According to the obnoxious title cards that appear at the beginning and end of the film (because who needs visual storytelling? Who is this, Werner Herzog?), Queen of the Desert follows Gertrude Bell (Kidman), an explorer, researcher, and humanitarian traveling across the globe in the early 20th Century after the British empire put its stodgy nose in her face, because it was 100 years ago when women were only socially accepted to do two things: give birth, and die while doing it. 

Oh, and how should we structure this catalogue of the life of a famous feminist explorer? By her relationship to the men around her, of course! Bell’s connections to Henry Cadogan (Franco), Charles Doughty-Wylie (Lewis), and T.E. Lawrence (Pattinson) provide the frame for the film, as Bell bounces from associate to associate while she…I’m not really sure. Gertrude doesn’t really have an arc in the film, at least not one that I could pick up on. She doesn’t change much throughout the film. She starts a passionate, romantic, loyal to a fault adventurer, and she ends the film the exact same way. The only arc she completes is the arc of time, and none of the other characters have enough screen time to make any impact (Franco, who is credited second on the poster, vanishes from the film 30 minutes in, never to return sans an obnoxious “here are the real people” segment at the end).

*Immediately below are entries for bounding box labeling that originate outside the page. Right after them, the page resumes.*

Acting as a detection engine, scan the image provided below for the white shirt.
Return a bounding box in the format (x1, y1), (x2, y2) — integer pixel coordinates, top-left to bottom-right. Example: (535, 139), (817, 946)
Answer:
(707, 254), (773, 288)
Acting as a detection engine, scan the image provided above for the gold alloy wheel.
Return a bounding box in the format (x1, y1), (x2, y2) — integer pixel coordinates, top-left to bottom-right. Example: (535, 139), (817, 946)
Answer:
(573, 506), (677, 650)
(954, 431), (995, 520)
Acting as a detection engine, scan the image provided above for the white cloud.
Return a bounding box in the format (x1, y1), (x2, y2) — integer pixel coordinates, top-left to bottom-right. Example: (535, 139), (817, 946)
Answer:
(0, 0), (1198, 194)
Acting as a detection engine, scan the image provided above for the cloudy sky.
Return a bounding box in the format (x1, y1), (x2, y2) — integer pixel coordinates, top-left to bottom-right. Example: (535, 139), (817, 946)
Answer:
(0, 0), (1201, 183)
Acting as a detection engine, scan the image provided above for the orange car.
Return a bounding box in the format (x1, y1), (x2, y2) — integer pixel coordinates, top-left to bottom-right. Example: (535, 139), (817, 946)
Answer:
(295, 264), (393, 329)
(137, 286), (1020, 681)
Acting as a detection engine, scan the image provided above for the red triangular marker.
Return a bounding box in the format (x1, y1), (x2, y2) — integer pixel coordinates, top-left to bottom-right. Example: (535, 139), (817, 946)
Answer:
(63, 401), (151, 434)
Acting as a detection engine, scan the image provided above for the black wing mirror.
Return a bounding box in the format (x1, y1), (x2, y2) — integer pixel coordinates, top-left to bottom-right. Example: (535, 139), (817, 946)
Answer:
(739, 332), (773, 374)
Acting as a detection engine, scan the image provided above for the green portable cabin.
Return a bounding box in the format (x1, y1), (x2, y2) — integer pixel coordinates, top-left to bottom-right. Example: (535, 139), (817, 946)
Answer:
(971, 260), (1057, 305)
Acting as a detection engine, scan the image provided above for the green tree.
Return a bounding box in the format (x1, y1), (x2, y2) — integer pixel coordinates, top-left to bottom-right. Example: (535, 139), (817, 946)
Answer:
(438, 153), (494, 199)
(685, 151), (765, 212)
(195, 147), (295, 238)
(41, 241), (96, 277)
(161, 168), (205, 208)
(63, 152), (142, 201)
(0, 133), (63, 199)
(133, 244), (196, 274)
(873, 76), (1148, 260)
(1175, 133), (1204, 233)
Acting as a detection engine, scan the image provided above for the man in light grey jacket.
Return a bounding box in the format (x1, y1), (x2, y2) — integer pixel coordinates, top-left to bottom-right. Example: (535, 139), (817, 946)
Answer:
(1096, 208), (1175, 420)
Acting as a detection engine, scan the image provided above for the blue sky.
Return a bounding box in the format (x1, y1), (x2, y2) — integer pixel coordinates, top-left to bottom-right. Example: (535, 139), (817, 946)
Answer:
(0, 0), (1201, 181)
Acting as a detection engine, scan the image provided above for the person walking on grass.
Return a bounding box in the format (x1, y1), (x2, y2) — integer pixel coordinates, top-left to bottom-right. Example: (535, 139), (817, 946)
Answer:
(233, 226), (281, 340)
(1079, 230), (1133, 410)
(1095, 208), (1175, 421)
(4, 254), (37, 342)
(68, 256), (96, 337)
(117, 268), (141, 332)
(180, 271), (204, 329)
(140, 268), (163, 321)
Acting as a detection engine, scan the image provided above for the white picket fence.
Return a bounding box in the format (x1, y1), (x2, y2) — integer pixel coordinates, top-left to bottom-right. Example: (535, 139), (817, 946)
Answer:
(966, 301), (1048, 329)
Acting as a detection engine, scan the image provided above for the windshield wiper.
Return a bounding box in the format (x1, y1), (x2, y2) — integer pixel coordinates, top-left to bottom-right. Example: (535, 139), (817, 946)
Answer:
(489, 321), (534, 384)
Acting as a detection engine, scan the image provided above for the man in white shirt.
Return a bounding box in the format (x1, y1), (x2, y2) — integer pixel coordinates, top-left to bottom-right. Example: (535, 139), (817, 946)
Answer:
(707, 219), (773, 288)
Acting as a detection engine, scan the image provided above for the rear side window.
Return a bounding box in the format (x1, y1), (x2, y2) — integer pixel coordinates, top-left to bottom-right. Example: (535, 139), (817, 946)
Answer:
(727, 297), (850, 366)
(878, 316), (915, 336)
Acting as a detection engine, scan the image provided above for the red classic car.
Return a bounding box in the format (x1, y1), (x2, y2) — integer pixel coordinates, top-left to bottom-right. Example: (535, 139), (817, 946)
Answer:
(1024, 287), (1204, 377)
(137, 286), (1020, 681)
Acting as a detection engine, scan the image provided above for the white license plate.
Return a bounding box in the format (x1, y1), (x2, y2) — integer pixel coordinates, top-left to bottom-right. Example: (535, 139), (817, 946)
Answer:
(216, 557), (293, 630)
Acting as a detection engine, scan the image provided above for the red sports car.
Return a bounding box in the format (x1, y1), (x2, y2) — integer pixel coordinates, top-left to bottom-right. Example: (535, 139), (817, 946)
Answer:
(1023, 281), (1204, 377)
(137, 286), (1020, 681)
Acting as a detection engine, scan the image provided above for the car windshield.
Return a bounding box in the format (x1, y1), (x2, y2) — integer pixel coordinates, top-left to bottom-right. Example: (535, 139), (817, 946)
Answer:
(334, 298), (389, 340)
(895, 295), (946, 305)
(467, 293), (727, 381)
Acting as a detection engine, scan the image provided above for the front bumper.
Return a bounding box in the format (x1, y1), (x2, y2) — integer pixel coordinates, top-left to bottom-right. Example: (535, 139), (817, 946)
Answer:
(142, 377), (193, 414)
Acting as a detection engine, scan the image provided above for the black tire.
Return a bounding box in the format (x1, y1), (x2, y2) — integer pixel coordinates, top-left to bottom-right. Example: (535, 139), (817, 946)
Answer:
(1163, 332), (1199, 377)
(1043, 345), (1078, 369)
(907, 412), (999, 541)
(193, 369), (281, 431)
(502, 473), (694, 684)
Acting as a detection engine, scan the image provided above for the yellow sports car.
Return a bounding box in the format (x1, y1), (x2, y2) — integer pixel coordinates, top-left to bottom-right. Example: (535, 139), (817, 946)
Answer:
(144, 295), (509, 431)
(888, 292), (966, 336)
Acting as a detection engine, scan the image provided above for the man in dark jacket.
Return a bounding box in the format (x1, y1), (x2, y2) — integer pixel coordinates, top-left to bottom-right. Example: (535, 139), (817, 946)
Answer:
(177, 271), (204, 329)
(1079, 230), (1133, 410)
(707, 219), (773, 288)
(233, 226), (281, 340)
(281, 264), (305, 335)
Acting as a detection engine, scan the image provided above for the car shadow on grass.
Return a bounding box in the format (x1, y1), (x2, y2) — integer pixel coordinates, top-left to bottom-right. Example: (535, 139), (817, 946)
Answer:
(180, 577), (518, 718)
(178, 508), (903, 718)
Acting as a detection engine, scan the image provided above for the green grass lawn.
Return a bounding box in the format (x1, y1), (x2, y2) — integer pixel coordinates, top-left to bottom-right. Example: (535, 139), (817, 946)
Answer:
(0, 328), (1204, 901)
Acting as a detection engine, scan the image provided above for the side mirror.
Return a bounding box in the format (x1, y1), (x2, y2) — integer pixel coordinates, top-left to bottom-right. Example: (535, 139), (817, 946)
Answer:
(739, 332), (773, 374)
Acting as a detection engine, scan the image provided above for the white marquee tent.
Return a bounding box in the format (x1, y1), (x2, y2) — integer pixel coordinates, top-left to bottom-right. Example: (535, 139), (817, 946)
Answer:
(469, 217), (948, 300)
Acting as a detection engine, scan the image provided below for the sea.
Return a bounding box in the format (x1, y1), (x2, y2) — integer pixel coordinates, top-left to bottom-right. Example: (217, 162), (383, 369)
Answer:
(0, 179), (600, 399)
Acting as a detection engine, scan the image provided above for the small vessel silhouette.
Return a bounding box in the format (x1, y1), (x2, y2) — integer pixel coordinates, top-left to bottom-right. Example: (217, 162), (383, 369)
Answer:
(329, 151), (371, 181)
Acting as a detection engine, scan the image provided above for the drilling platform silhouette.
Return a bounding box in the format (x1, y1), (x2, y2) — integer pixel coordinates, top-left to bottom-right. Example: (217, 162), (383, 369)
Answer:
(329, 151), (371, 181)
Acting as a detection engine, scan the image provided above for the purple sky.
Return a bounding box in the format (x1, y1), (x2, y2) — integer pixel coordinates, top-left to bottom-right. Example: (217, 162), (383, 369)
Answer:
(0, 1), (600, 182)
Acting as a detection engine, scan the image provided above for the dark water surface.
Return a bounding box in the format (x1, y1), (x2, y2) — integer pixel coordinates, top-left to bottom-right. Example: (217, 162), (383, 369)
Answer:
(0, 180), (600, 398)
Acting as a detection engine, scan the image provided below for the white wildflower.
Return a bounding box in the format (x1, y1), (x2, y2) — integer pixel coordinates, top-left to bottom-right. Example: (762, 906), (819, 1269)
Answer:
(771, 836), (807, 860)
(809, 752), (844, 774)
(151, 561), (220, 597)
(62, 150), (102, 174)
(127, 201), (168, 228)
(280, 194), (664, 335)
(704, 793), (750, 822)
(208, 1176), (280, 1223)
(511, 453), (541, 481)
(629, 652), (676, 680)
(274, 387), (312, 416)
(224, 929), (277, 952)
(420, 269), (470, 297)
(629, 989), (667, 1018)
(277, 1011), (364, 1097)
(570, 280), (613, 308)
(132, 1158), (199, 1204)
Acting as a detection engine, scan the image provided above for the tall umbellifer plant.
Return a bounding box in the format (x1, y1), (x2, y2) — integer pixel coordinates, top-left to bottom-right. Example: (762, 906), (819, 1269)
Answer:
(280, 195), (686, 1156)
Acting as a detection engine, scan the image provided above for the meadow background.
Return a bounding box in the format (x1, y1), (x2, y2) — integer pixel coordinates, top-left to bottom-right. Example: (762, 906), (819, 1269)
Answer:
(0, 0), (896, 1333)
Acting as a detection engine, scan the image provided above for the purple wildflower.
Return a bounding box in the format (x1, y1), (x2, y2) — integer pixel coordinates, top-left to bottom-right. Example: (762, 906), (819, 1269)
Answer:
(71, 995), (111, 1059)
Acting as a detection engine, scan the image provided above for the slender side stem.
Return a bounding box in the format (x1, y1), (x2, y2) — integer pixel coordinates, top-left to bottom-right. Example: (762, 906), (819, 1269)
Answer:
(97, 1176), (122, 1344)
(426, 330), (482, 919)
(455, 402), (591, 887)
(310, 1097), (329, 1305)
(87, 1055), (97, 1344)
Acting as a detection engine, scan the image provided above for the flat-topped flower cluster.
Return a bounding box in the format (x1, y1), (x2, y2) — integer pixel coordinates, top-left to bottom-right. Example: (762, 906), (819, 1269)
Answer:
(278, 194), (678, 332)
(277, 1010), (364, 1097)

Queen of the Desert poster larger

Despite all that, the inert story isn’t what makes Queen of the Desert such a bafflingly incompetent, and also, impossible to despise film. It’s technical incompetence is almost on the level of so-bad-they’re-good movies like The Room or Birdemic, where the failure is clearly so freed from cynicism and snark that it’s not a disheartening mess, it’s an earnest one. If Queen of the Desert were a faster paced movie, I would recommend it as a so-bad-it’s-good wonder. However, it’s a very slow film, and while earnest, it feels more like the product of very excited film students who love Terrence Malick than tried-and-true pioneers of cinema.

Every actor feels like they’re trying harder to hit their marks than to perform anything convincingly, the cinematography is a hollow imitation of masters like Lubezki, the score repeats the same 30 seconds throughout the entire film, and the editing is so sloppy that in a single minute the same exact shot is used twice, making the repeated scene feel like an obvious cut-and-paste mistake. Maybe it was a problem with the screener copy I had, but I watched this moment three times, and the same mistake popped up each time. It’s problems like this that both delegitimize and give an odd charm to Queen of the Desert. It’s barely even a real movie, and the only suspense the film bothers to offer is what simple, fixable thing is it going to do wrong next.

Queen of the Desert gets 1.5/10 Disposable Historical Boyfriends

Queen of the Desert is currently select theaters and will be available on VOD April 14, 2017.